Credit for international shift belongs to Māori
 

Māori are transforming exhibition spaces in museums and galleries world wide according to local academic Conal McCarthy.

Where ethnic objects were once described from a purely European perspective as ‘curios’ or ‘artifacts’ museums internationally are adopting new collaborative approaches to exhibitions, by consulting with the communities those objects came from, a process that was pioneered in New Zealand.

McCarthy sees this change as a direct result of much hard work behind the scenes by Māori, who resisted, collaborated and eventually took control of the culture of display and its treatment of their taonga (cultural treasure).

Director of the Museum & Heritage Studies programme at Victoria University of Wellington, and a former exhibition developer at Te Papa, McCarthy is the author of a new book on the subject.

“The exhibition Te Māori back in the 1980s was a fantastic example of the extraordinary success Māori have had at intervening in museum representations of their culture,” explains McCarthy, “it was an event and a cultural experience that went beyond the museum field and has had an impact on New Zealand society as a whole.”

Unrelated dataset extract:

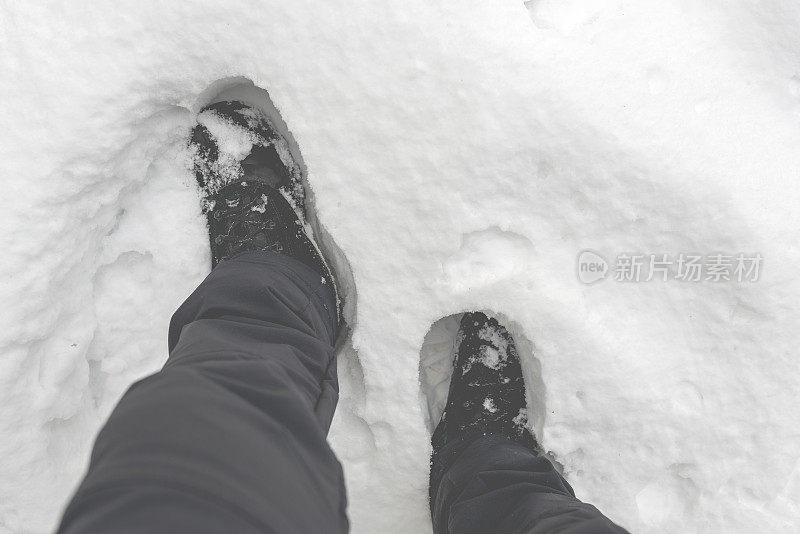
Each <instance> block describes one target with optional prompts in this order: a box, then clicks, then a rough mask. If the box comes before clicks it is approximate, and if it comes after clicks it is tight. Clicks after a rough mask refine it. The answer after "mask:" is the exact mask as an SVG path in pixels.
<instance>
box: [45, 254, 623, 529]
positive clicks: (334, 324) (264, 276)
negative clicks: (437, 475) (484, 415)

“But the surprising thing about the history of the Māori engagement with museums goes back much further than we thought,” explains McCarthy, “to exhibitions in Philadelphia and Sydney in the late 19th century. Māori engagement with the colonial culture of display has enriched our museums and changed our way of displaying these objects,” says McCarthy.

Exhibiting Māori: A History of Colonial Cultures of Display by Conal McCarthy is published by Te Papa Press.